I'm being hard on myself, but this race was fun, even though I tore a flap of skin off the "big toe" of my back foot when I pushed off from the blocks. I again dove too deep, and Ande later told me I have lots of room for improvement on my "underwater work" (eg, how far I travel under water after leaving each wall). I finished last in my heat and last in my age-group... but first in my personal pantheon of accomplishments ;-) A while after this heat, Ande worked with me for at least fifteen minutes on how to improve my underwater work. He looked so darn efficient when he was demonstrating what to do. There's a story passing around the UT swim-locker-room that Ande can swim to the bottom of the eighteen-foot-deep diving well and hold his breath for 15 minutes; I tried to go down to about twelve feet, and my ears felt like they were "giving up the ghost".

My last planned race was to be the 200 breaststroke:

I got to race next to a TXLA teammate, Robert Hughes, and he was giving me tips almost all the way out onto the bulkhead (the movable, spanning structure that straddles the entire width of the pool and that supports the weight of the blocks, timers, athelets, and officials). I was in lane eight, so I could only look to the left (eg, lane seven) to see any form of human life (eg, to see where I stood in relation to at least ONE competitor). Robert already had me by half a pool-length by the time Robert touched for his 50. I felt OK through the first 100, and then it hit me as to why they call it a "200"... because one has to swim 100 MORE yards!!! :-) My turns became even more ragged; I was too close to the water surface when pushing off the wall. Ande's assistance was useful, but it in no way had become "second nature" so soon.

However, the "2" in the right-most column in the above set of results means I earned TWO POINTS!!!! for the team! These are my first, official points ever won by myself in an organized meet!. Ok, Ok... I know... "settle down"... but... heh... I know I won them because the field was so small (eg, there weren't even eight competitors (in my age-group) for the 200-breast)... but... heh... "points is POINTS" ! :-)

...and, I have to apologize to Ed Coates for this, but I swam my last race using Ed's name. It was the 200-free-relay, and I wasn't scheduled to participate, but Ed's poor intra-day health led him to go home early... and allowed me to swim a relay. My relay-mates, Brad, Henry, and Robert, concluded I should lead off the relay, which would remove the chance of me disqualifying ("DQ'ing") the team due to mis-timing the "hand-off" between relay-mates. I led off with a "stellar" ;-) 37.54 for the 50-free. My goggles loosened as I broke the water-plane, and so I could not easily see the oncoming wall. It appeared to be close.. then far away.. then close... ...and I just thought of how stupid (and painful) it would be to misjudge the wall. I'd either run into it and crack my skull... or I'd do a flip-turn and having nothing to push off of. The touch-pads on each end of pool were neon-yellow, so there was no excuse regarding "visual target capability"... it's just that there was too much water inside my goggles. Luckily (and maybe due to the thousands of times I've done flip-turns after 25 strokes (uh... I mean... "yards") ;-) ... I guess one has a feel of where the wall should be. My water-angel was looking out for me. In any event, it REALLY is more fun swimming on a relay team; there's an amplification of the notion of Team; one wants to do well for the others.. not for one's self.

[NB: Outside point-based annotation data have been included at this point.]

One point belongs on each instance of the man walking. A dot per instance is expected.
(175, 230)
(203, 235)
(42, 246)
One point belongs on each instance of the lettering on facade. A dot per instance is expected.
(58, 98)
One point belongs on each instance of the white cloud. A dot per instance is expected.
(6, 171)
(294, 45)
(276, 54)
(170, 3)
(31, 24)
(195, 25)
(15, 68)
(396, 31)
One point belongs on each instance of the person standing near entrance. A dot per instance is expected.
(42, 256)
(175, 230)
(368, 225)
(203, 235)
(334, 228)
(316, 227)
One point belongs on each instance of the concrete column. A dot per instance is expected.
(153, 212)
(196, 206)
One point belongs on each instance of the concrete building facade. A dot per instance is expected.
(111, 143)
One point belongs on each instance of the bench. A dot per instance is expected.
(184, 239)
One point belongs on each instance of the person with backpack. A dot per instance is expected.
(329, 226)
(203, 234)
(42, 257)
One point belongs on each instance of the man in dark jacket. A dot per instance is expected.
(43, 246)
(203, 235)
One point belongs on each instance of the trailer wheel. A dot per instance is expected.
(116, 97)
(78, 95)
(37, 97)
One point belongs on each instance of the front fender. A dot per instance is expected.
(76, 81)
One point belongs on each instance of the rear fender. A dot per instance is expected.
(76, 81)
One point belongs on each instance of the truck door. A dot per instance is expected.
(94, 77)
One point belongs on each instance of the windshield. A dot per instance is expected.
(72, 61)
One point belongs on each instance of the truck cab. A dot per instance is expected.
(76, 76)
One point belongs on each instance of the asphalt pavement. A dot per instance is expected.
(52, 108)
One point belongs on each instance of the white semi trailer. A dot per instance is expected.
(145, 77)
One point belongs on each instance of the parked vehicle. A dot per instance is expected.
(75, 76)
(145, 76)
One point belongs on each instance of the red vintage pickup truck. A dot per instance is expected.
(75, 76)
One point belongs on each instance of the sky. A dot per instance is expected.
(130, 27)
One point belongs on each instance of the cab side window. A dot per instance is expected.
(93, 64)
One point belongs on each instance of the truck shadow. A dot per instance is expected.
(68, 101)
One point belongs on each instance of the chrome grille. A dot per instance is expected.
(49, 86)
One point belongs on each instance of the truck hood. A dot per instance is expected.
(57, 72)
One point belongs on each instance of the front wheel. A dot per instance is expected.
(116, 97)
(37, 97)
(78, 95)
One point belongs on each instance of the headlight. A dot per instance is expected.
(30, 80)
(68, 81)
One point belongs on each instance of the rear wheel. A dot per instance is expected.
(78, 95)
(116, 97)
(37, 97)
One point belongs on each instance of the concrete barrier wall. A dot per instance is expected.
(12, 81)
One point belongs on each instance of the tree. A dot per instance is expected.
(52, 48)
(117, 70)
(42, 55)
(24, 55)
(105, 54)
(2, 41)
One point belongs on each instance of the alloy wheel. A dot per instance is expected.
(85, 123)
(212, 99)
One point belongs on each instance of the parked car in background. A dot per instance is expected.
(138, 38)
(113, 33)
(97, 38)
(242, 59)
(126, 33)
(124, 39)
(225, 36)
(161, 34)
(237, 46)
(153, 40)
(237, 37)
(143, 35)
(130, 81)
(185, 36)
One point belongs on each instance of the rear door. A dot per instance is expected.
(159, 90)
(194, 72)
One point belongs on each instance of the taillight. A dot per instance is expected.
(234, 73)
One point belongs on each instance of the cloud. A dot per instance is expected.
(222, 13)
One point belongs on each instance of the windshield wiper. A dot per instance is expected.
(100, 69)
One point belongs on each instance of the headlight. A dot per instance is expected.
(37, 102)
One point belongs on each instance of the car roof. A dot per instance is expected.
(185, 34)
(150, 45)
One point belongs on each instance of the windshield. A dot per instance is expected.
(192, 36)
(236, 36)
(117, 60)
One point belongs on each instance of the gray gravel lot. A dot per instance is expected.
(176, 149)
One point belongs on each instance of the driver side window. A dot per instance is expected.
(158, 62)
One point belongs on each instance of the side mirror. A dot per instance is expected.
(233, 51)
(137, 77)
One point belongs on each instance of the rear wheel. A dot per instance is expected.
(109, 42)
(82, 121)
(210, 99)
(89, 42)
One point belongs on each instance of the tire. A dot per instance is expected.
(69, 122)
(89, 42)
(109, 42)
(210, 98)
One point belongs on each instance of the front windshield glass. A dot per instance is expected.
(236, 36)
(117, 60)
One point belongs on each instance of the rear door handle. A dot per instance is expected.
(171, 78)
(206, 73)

Well, that was my day at the University of Houston... at my first organized swim meet. I played the wrong sports in high school; my high school "do-over" would contain: "swimming, basketball, and golf" ... or "cross-country, swimming, and basketball"... or "swimming, basketball, and volleyball"... hmm... I guess I'm not going to solve that "do-over" now... so... I'll just focus on what I can do: and that's trying to improve at swimming.... NOW!

Oh yeah... here are the relay results:

I guess a "38-second fifty" was good enough to help TXLA score ten points! yowsa!